British foreign secretary David Miliband stated recently what is fast becoming trite conventional wisdom in the Af-Pak morass: that Pakistan’s internal militants present a “mortal threat” to the state of Pakistan.
This is exemplified by the fact that the Pakistani government essentially granted the Taliban sole control over the Swat Valley, allowing the militants to implement Sharia law–an alternate universe’s take on land-for-peace.
I’m skeptical of the efficacy of this approach–12 Taliban militants have already been released into Swat, and while no alleged “prominent” Taliban were among the freed, it is not a good sign that it has been less than one month since the truce was announced and Pakistan’s government is already buckling.
I’m also wary of claims that Bajaur is fully under the control of the Pakistani government and that the Taliban has really been uprooted – one way to tell whether true progress has been made is whether or not the some 300,000 Bajaur refugees and 200,000 Swat valley refugees displaced by the conflict return home. I will be keeping an eye on that in the coming months.
President Obama is on to something with his statement to the Times this weekend that “At the heart of a new Afghanistan policy is a going to be a smarter Pakistan policy.
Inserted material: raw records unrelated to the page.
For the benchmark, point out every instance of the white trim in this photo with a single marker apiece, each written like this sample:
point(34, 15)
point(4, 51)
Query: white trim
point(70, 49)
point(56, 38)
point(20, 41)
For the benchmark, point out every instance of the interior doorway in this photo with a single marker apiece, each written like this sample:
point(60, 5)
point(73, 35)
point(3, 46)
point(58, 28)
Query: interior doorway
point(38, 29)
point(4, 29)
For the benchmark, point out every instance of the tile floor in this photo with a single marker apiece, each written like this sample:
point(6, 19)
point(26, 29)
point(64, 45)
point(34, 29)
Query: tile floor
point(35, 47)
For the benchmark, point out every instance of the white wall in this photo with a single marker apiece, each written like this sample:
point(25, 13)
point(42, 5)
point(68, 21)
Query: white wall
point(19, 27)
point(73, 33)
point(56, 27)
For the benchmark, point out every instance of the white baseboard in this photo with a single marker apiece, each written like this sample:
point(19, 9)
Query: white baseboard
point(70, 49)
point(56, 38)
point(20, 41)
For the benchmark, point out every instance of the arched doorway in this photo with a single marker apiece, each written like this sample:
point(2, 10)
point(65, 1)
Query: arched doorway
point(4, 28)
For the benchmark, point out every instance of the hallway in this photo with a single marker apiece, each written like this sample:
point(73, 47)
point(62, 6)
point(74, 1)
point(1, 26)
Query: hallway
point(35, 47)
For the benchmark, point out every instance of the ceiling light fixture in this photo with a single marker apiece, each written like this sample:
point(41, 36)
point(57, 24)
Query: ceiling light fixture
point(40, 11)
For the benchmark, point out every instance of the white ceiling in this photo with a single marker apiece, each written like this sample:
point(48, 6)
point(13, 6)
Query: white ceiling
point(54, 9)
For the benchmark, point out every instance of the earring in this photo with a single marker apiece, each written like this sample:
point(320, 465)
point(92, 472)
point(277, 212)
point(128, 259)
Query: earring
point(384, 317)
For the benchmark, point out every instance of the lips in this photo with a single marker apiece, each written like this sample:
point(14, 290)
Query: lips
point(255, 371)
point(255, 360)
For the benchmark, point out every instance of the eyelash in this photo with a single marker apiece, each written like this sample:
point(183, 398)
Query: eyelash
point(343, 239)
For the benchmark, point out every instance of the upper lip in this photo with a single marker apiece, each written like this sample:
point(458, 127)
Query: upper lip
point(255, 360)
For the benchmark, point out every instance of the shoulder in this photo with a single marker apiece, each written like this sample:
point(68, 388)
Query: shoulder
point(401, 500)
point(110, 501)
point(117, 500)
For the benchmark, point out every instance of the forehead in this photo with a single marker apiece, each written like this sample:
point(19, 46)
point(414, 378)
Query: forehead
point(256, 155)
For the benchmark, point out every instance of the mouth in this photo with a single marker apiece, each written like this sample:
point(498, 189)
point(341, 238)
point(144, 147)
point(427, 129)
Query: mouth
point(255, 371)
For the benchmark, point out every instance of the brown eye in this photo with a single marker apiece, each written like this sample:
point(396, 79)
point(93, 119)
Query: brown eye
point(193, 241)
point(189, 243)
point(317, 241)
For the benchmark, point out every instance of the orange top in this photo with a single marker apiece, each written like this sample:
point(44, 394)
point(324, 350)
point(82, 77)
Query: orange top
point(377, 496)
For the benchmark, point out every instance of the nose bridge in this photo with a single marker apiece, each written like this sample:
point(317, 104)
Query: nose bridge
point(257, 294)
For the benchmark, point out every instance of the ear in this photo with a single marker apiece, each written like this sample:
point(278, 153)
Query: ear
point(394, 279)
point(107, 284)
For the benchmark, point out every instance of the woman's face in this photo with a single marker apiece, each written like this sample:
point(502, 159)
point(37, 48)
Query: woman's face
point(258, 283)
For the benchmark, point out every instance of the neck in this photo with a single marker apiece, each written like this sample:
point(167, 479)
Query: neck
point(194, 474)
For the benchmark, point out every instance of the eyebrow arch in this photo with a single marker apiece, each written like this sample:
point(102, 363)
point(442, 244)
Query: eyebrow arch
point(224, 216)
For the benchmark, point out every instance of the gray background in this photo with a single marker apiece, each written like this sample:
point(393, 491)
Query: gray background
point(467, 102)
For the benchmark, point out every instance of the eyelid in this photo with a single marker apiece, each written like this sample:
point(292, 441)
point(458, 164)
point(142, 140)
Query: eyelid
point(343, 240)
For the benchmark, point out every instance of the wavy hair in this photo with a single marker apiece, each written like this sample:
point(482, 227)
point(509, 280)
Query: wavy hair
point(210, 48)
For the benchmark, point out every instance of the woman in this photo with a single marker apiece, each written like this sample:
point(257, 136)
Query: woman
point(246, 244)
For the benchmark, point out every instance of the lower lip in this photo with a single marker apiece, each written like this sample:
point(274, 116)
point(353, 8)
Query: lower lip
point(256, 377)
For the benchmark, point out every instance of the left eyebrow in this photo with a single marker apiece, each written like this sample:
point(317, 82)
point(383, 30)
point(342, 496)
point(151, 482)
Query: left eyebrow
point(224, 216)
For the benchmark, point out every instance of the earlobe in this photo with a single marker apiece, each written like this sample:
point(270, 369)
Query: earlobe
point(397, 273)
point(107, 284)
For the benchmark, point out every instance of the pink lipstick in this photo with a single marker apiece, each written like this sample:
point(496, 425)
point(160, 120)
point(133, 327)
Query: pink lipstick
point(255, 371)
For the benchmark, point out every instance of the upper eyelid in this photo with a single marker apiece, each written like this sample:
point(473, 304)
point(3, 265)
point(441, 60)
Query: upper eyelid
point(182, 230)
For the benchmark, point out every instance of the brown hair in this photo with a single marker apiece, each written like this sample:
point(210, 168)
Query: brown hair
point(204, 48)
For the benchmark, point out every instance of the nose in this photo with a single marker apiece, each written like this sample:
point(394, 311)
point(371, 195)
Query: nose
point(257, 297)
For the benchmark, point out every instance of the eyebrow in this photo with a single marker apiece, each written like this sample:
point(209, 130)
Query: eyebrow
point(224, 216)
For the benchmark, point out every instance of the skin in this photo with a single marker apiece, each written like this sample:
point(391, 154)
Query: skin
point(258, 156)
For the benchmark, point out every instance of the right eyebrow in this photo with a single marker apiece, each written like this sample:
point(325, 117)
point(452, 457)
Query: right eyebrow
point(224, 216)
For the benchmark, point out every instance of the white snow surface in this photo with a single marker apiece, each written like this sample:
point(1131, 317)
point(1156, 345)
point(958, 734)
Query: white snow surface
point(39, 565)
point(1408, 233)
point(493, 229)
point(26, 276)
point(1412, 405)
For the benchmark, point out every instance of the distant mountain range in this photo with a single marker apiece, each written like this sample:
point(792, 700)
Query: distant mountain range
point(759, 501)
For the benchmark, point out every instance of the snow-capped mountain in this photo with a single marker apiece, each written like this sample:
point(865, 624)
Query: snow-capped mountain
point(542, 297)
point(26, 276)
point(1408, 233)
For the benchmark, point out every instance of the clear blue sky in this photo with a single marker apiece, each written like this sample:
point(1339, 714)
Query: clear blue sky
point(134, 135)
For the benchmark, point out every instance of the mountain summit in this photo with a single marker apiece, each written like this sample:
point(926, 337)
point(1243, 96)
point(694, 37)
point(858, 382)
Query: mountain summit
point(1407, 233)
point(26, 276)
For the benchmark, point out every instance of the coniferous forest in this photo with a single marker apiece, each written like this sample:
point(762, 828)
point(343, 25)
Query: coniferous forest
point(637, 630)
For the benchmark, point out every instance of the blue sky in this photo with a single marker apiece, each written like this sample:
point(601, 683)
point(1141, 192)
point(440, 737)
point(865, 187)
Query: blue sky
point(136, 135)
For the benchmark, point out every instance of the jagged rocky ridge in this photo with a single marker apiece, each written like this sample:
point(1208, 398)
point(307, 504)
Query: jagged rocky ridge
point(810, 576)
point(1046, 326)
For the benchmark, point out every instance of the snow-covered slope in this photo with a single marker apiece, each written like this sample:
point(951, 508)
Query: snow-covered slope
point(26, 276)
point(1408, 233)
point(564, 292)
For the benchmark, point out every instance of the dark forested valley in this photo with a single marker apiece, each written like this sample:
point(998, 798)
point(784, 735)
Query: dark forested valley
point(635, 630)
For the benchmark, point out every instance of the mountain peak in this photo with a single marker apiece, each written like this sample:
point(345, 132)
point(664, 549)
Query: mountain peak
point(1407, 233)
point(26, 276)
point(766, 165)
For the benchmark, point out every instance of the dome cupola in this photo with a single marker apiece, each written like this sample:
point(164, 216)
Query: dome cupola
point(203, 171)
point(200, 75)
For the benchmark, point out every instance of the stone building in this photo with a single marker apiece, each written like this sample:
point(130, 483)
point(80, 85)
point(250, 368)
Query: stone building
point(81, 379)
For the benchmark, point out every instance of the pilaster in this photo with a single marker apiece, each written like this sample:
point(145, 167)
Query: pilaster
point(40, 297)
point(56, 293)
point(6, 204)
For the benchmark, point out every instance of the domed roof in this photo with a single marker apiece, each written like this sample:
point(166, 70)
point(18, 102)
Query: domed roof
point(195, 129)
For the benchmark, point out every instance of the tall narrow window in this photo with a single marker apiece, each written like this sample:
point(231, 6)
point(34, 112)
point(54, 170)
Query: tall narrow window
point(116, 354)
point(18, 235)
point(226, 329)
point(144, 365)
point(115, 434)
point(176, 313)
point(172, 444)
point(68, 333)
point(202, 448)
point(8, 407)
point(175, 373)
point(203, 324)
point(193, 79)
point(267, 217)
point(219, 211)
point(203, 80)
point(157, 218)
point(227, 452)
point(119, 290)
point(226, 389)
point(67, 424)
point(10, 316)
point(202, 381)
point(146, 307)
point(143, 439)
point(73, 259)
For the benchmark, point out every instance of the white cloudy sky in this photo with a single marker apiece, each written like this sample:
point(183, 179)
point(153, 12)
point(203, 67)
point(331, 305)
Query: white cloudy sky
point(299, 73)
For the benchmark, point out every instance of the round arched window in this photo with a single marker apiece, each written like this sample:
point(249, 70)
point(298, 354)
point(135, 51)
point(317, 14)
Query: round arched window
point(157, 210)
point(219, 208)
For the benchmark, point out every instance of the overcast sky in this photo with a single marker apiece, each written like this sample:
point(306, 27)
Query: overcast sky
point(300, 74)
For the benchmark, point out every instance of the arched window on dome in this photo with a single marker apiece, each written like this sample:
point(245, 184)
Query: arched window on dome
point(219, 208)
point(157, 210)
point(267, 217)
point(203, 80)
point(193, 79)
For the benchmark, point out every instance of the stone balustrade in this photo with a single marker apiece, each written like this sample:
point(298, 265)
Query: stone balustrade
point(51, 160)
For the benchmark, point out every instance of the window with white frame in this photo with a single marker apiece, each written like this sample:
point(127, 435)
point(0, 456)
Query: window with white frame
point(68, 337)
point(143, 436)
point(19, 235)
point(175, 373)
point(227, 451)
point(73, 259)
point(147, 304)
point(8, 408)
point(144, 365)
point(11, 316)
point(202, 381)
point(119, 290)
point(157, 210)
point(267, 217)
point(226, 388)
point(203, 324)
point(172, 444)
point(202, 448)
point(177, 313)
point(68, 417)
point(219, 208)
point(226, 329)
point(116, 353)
As long as you’ve got safe havens in these border regions that the Pakistan government can’t control or reach, in effective ways, we’re going to continue to see vulnerability on the Afghan side of the border.”
Richard Holbrooke’s appointment as special envoy to Pakistan and Afghanistan is an acknowledgment by the Obama administration that there really is no other way to reach any kind of sustainable political and security equilibrium aside from dealing with Afghanistan and Pakistan as a package deal.
Further highlighting the necessity of an integrated approach to battling militancy in the region is the fact that some 80 to 90% of American supplies to Afghanistan flow through Pakistan, and these supply chains have been the new punching bag of Taliban militants in recent months.
The Pakistani government must understand that merely transplanting the militants from one side of the Durand Line to the other is no way to create a safe and stable region.